Port of Long Beach kicks off Gerald Desmond Bridge demolition

Port of Long Beach kicks off Gerald Desmond Bridge's demolition

Demolition works of the Gerald Desmond Bridge’s centre span have officially begun, as the Port of Long Beach prepares to receive larger cargo ships.

The bridge closed in early October 2020 when its replacement opened.

The 410-foot-long (approximately 125 metres) main span was disconnected from the rest of the bridge and slowly brought down in one piece on 9 July to be placed onto a massive barge in the water 155 feet (47.2 metres) below.

The entire operation required a 48-hour closure of the Port’s Back Channel, the waterway beneath the bridge.

Full demolition is expected to be concluded by the end of 2023.

“This moment has been 20 years in the making, from the time we started planning to replace the Gerald Desmond with a taller, wider and safer bridge that would allow the Port of Long Beach to remain competitive for years to come,” said Port of Long Beach Executive Director Mario Cordero.

“Like its predecessor, the new bridge is a critical link in the global supply chain and Southern California’s regional transportation network.”
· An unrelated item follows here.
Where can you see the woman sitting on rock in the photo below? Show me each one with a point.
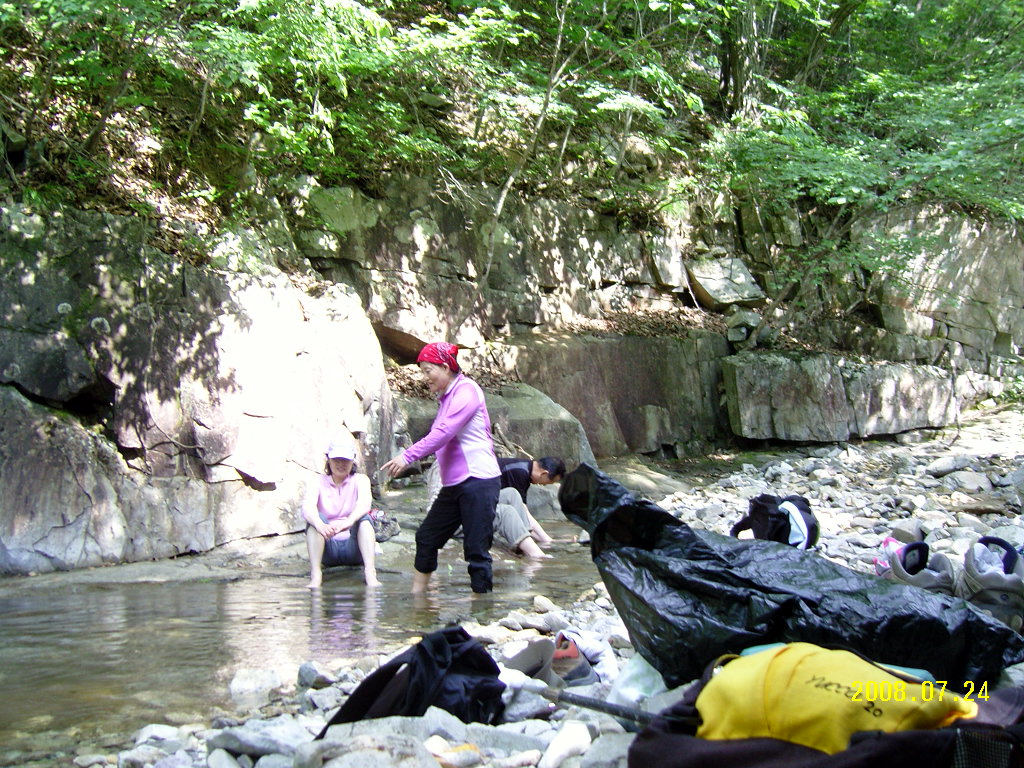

“The new bridge serves as a symbol of our ongoing commitment to strengthening our infrastructure and maintaining our position as a leader in trans-Pacific trade,” said Steven Neal, President of the Long Beach Board of Harbor Commissioners.

“The Gerald Desmond Bridge served this Port well for over 50 years, and we look ahead to how its replacement will usher us into a new era of growth.”

READ: Long Beach to improve infrastructure with major federal loan

Opened in 1968, the Gerald Desmond Bridge was named after a former Long Beach city attorney and city councilman who helped secure funding to build through-arch bridge that connected Long Beach and Terminal Island.

Construction for the new bridge started in 2013.

The replacement bridge, designed to last 100 years, is higher and wider with three traffic lanes in each direction. Its 205-foot (62.4 metres) clearance over the water will allow large cargo vessels to access the harbour more easily.